[20]

556 61 23
                                    

18 Ağustos, Pazar

Öğlen

Tamam, hamile olduğumu fark etmen normal, kendi çocuğun olup olmadığını sorgulaman da ama hiç bir şey demeden direkt "Çocuğu kimden?" demek de ne demek oluyor?! Benim buradan tek çıkartabileceğim sonuç şu; BU KADIN BENİ KİMİNLE ALDATTI. Senin ciğerini bilirim Steve, neye nasıl tepki verdiğini, neden öyle düşündüğünü... bu durumda o tarif ediliş ile ancak bu sonuca varıyorum.

Eğer çocuğun olabileceğine hiçbir şekilde ihtimal vermiyorsan, bu henüz evlendiğimizi hatırlamadığın anlamına geliyor. Neredeyse iki ay oldu ve nereye kadar hatırladığın bile belli değil, ama anlaşılan hiç iç açıcı bir miktar değil. Eğer bana böyle bir yakıştırmayı büyük bir kısmı hatırlamana rağmen yapıyorsan, bu berbattan da öte. Eğer beni yeterince tanımadan önceki zamanlara dayanarak yapıyorsan daha da kötü. İki ucu da kötü yerlere çıkıyor.

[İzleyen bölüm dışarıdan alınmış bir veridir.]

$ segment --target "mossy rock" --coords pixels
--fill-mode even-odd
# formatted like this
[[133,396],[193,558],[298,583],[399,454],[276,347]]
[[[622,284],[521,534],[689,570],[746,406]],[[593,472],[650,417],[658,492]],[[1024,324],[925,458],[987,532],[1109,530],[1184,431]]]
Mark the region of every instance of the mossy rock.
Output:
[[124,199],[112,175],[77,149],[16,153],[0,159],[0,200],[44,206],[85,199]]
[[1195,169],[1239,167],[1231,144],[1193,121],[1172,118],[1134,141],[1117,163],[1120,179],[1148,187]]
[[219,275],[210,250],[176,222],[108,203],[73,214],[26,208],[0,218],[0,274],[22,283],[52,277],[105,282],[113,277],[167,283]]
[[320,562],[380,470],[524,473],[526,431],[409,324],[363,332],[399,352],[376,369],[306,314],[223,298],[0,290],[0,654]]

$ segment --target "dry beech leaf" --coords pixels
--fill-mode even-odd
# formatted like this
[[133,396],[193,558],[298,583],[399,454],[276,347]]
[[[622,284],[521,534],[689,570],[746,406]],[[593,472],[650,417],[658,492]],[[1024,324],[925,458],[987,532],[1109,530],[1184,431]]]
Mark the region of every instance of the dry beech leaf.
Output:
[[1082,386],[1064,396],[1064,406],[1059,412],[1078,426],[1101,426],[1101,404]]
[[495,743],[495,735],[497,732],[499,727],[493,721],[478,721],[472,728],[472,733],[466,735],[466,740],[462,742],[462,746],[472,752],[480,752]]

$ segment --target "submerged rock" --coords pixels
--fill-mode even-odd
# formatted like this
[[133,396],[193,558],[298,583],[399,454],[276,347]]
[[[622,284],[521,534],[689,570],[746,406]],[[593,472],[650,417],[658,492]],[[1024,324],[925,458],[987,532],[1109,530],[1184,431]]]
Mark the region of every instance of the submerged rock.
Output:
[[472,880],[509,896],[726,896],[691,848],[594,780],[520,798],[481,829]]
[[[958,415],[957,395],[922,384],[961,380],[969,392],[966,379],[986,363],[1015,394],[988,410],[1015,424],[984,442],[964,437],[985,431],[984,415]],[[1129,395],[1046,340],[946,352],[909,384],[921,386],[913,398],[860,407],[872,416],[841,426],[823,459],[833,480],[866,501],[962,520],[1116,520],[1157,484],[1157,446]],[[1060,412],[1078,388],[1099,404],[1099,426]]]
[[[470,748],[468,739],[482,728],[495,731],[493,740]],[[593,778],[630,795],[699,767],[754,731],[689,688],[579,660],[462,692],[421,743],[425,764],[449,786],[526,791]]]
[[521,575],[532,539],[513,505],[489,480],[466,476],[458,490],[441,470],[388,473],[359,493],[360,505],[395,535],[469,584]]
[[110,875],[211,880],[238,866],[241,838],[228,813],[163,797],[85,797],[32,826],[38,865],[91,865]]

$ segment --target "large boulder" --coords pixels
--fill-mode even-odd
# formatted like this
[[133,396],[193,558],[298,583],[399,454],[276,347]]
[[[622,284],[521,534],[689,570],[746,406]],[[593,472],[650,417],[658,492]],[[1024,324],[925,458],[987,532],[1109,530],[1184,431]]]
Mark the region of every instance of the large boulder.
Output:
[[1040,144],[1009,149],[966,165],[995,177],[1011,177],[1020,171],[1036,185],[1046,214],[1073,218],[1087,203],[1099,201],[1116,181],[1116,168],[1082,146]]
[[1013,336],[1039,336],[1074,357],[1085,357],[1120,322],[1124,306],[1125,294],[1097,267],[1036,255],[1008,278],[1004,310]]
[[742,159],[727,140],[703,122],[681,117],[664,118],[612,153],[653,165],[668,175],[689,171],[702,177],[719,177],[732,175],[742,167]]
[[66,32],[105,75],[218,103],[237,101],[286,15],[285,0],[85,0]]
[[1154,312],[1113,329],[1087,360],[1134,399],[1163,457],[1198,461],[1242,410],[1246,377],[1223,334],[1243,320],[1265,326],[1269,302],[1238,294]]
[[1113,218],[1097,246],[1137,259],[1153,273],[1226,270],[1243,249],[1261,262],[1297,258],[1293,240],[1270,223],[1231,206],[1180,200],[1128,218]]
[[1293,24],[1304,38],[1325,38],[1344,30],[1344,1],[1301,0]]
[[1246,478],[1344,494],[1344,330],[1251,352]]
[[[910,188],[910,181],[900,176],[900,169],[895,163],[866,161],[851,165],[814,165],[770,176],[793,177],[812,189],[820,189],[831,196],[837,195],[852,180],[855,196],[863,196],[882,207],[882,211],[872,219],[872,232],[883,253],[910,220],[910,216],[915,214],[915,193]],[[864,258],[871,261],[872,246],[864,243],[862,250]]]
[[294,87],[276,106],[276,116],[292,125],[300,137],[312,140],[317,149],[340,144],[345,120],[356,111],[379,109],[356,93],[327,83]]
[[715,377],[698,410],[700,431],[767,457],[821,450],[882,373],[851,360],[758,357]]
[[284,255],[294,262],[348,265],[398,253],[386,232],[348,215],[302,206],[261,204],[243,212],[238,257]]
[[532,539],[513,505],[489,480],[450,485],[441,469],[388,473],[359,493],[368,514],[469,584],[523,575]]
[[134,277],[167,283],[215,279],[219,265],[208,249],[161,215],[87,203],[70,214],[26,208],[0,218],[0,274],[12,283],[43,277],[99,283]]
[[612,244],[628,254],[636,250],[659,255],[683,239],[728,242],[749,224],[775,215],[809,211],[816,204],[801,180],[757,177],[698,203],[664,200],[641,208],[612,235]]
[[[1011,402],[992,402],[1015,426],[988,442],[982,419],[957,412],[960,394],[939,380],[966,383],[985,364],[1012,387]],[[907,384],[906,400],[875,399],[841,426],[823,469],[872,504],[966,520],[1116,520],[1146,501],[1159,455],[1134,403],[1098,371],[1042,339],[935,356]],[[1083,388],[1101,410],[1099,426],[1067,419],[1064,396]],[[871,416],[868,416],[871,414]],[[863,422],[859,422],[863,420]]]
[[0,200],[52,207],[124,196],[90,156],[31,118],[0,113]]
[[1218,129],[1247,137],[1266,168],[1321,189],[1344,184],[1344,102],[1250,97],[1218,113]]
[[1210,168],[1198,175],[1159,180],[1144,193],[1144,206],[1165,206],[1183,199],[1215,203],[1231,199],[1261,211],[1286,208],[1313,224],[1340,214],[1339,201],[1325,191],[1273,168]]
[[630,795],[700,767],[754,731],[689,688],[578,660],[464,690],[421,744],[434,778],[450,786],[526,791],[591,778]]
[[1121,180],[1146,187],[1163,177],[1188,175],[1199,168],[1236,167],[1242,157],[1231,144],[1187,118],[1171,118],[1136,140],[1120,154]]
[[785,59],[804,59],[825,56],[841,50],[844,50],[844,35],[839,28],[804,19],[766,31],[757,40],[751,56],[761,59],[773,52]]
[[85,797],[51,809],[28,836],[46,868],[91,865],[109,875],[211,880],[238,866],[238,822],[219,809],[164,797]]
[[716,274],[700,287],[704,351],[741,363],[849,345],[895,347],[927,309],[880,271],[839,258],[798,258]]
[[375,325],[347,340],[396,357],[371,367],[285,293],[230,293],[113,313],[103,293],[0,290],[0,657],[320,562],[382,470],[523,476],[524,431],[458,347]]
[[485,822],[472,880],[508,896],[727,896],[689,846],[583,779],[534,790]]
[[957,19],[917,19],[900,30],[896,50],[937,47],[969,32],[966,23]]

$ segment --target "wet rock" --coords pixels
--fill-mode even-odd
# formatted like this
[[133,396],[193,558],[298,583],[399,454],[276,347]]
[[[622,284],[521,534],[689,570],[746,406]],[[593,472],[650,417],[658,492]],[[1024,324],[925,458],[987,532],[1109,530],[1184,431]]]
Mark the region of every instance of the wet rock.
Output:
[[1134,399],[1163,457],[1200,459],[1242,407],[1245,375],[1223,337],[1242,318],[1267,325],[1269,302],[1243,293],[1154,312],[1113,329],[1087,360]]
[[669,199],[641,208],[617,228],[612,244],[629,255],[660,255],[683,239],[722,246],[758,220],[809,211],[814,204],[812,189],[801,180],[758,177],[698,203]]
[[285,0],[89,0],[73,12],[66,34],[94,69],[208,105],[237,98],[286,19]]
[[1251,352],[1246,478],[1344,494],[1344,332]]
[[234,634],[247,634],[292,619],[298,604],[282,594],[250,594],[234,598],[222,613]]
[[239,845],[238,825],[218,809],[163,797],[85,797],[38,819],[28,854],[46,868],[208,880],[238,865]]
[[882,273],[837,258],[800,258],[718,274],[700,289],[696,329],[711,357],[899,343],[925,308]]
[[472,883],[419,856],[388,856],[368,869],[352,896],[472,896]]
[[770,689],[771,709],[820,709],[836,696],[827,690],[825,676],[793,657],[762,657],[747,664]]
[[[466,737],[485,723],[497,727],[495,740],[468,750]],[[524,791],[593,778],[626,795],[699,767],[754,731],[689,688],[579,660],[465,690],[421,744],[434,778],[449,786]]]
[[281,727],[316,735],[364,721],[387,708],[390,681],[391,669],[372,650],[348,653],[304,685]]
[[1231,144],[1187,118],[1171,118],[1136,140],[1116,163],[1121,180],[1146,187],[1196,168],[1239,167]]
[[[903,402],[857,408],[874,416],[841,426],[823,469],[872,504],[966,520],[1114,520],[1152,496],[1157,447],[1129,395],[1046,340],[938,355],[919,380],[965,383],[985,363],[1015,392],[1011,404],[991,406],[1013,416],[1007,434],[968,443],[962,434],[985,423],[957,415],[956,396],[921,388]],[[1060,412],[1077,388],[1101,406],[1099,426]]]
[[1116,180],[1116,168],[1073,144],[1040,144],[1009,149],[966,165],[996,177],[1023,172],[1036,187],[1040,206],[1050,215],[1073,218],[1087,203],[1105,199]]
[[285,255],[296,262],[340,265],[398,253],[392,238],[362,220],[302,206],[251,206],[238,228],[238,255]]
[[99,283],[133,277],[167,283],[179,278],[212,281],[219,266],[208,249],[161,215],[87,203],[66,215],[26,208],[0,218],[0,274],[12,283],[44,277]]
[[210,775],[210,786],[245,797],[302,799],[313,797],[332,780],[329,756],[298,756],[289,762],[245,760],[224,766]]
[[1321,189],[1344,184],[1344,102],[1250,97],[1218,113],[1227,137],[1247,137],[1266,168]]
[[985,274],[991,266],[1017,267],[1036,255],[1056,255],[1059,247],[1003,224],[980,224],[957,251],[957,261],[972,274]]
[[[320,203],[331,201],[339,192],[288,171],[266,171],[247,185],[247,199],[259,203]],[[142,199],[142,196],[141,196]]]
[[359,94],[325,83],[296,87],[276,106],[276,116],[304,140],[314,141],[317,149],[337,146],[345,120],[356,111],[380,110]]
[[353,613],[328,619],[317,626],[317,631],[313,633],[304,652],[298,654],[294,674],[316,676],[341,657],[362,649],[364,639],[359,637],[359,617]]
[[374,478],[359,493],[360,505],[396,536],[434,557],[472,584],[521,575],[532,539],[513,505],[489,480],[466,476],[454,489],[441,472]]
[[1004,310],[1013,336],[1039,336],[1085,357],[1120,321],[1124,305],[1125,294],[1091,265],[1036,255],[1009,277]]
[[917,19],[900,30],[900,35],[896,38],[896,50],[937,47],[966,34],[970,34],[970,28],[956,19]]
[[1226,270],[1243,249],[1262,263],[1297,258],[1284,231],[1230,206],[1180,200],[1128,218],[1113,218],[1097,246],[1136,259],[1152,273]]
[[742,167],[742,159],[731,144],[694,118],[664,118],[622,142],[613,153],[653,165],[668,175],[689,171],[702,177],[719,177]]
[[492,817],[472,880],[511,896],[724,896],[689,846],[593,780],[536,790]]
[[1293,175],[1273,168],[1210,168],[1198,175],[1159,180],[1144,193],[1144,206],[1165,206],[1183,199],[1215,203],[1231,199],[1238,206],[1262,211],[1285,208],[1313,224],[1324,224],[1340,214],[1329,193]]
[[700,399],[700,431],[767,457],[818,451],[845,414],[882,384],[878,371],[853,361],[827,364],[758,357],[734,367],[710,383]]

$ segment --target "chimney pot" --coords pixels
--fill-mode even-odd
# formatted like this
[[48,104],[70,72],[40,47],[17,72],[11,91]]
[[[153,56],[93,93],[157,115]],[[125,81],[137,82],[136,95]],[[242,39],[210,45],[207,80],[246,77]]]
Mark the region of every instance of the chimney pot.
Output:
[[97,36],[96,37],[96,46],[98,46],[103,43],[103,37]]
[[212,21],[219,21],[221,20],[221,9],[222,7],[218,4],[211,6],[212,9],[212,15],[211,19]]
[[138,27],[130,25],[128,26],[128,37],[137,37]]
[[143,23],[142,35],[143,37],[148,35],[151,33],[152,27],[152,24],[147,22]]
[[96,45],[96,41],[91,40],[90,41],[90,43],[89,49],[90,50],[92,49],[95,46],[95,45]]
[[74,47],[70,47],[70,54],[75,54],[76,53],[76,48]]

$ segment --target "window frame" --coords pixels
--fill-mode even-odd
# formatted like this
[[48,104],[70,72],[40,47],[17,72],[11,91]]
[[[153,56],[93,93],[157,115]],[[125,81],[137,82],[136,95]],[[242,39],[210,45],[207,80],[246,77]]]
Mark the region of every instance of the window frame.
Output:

Daha birkaç gün önce sabah ilk beni görmenin nasıl hissettirdiğini söyleyip ardından böyle yapman... bunu duyar duymaz Natasha'nın arkamdan koşup bağırmamaya çalışarak arabama gitmemi engellemeye çalışırken aklıma bir an dank etti. Sana en fazla ne diyebilirdim ki? Seni hatırlamadığın şeyler yüzünden yargılayamazdım, neticede senin hiçbir şeyin değildim; sen benim her şeyimken.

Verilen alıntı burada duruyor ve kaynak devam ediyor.